Three cochlear implants are available that have been cleared by the U.S. FDA:
- Advanced Bionics - multi-channel, multi-electrode
- Cochlear Americas - multi-electrode
- Med-EL - multi-electrode
Surgical Procedure: Cochlear implants are surgically implanted under the skin behind the ear. The operative procedure for each of the three cochlear implants above is very similar, depending on electrode design and configuration.
Depending on anatomy and other considerations, the poorer hearing ear is usually implanted first. Again, depending on anatomy and patient preference, the other ear may be implanted either in a staged fashion (usual) or simultaneously (more rarely).

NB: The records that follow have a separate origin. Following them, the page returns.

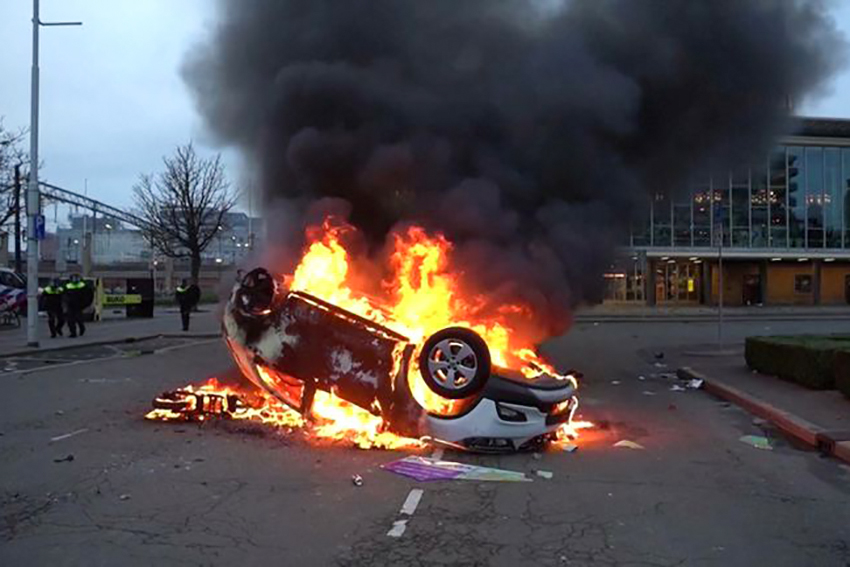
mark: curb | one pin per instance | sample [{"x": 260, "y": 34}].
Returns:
[
  {"x": 797, "y": 427},
  {"x": 32, "y": 351},
  {"x": 703, "y": 318}
]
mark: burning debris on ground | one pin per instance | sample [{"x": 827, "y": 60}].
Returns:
[
  {"x": 415, "y": 361},
  {"x": 461, "y": 172}
]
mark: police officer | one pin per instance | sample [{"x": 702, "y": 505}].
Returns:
[
  {"x": 187, "y": 297},
  {"x": 53, "y": 296},
  {"x": 77, "y": 298}
]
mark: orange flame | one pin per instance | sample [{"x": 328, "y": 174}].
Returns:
[
  {"x": 333, "y": 419},
  {"x": 421, "y": 295},
  {"x": 417, "y": 296}
]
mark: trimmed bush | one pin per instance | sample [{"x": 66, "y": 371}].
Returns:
[
  {"x": 842, "y": 372},
  {"x": 808, "y": 360}
]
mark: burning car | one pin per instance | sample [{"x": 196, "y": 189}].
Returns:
[{"x": 295, "y": 345}]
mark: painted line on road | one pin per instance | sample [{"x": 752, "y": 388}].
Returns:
[
  {"x": 67, "y": 435},
  {"x": 407, "y": 509},
  {"x": 412, "y": 501}
]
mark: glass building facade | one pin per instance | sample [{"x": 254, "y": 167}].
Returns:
[
  {"x": 781, "y": 226},
  {"x": 798, "y": 199}
]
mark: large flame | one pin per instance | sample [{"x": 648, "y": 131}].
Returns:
[
  {"x": 421, "y": 294},
  {"x": 418, "y": 294}
]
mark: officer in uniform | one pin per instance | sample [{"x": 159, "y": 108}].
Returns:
[
  {"x": 77, "y": 298},
  {"x": 53, "y": 297},
  {"x": 187, "y": 297}
]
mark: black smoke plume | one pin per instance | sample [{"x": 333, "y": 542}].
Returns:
[{"x": 530, "y": 133}]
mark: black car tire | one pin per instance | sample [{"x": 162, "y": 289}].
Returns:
[
  {"x": 455, "y": 363},
  {"x": 256, "y": 294}
]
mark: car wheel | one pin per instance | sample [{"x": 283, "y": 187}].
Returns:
[
  {"x": 455, "y": 363},
  {"x": 257, "y": 292}
]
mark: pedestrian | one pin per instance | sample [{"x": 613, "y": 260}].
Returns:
[
  {"x": 77, "y": 297},
  {"x": 53, "y": 297},
  {"x": 187, "y": 298}
]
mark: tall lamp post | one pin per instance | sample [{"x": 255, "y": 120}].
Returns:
[{"x": 35, "y": 222}]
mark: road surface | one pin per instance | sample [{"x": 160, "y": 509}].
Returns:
[{"x": 141, "y": 493}]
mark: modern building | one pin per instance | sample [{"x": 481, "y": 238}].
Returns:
[
  {"x": 114, "y": 243},
  {"x": 780, "y": 228}
]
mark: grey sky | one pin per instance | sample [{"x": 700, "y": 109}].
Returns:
[{"x": 112, "y": 100}]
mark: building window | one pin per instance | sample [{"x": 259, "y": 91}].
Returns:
[
  {"x": 833, "y": 209},
  {"x": 803, "y": 283},
  {"x": 814, "y": 197}
]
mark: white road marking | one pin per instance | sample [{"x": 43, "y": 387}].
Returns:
[
  {"x": 398, "y": 528},
  {"x": 61, "y": 437},
  {"x": 409, "y": 506}
]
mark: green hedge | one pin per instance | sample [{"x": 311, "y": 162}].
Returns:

The operation is performed under general anesthesia and takes 2.5 - 4 hours depending on anatomy and underlying medical conditions. Procedures are performed in either an ambulatory surgical center (SCA Surgical Center of Greensboro or Cone Day Surgery Center) with overnight stay capability or at our hospital (Cone Health/Moses Cone Hospital campus). Ear Center patients stay overnight and are discharged the following day. Patients return in 7-10 for follow-up and suture removal.
Cochlear implantation usually results in some minor, transient incision and ear pain for a few days. Vertigo or unsteadiness may be present in some patients for one to four weeks. Some patients experience transient taste disturbance for up to one month. Patients take postoperative antibiotics for 10 days.
CI Activation: Cochlear implant activation is performed 4-6 weeks postoperatively depending on healing. Follow-up cochlear implant programming is performed by highly trained audiologists and is individualized per patient.
Performance: The most important determiner of success with a cochlear implant is the length of time of deafness prior to implantation. Some brains are able to interpret the signals very well and others struggle to make sense of the signals. This results in 1/3 of patients being low performers, 1/3 medium performers, and and 1/3 high cochlear implant performers, respectively. Currently, no preoperative tests are available to predict postoperative performance. Some, but not all, patients function well enough to be able to talk to familiar speakers over a telephone or cellphone. There are no guarantees that cochlear implantation can help to restore any hearing, in either ear, in any one individual.
Brain Training: After a cochlear implant is performed, a one to two year period is needed for practice and brain training. Immediately after activation, patients do not hear normally or as they remembered before their hearing deteriorated or disappeared. Sophisticated computer programming or "mapping" performed over several years is required for patients to achieve their maximum hearing.
Video - How Cochlear Implants Work
Cochlear implants were started in 1960 by William F. House, D.D.S., M.D. of the House Ear Institute. The first human patient was implanted in 1973. Currently, there are three approved multi-electrode cochlear implants available - Cochlear Americas, Advanced Bionics, and Med-El.
William F. House, D.D.S., M.D.
To date, over 100,000 people worldwide have been implanted with cochlear implants. In the United States, more than 22,000 adults and 15,000 children have been implanted.
Experience Matters...a lot: Dr. Kraus has been implanting cochlear implants in adults and children since 1986. He was one of the original co-investigators working with Cochlear Corporation during the Pediatric Cochlear Implant investigational trials from 1987-1990. Along with 14 other co-investigators, it was their results that help lead to FDA approval for cochlear implants in children 2 years or older in July 1990.
Patients who are considering a cochlear implant receive special preoperative counseling and require a standardized audiometric evaluation to determine candidacy.
- It must be determined that the patient is anticipated to perform better with a cochlear implant than with their hearing aids that have been optimally fit. Discrimination scores (WRS or understanding ability) must be 40% or less in the best aided condition.
- CT, and sometimes MRI scans, of the head are necessary in order to determine candidacy.
- The patient must be healthy enough to have a 2.5-4 hour general anesthetic, have no bleeding problems, and be of sound mind enough for postoperative computer mapping to program the device.
- A Pneumovax® vaccine is required for adults. Children are required to have Prevnar®, Pneumovax®, and HIB vaccines along with their standard pediatric immunizations.
The cochlear implant operation is performed under general anesthesia and requires an overnight stay. CI processor fitting is performed approximately 4-6 weeks after implantation depending on healing and other individual factors. At least 1-2 years of cochlear implant computer mapping and auditory habilitation therapy is required to maximize hearing potential.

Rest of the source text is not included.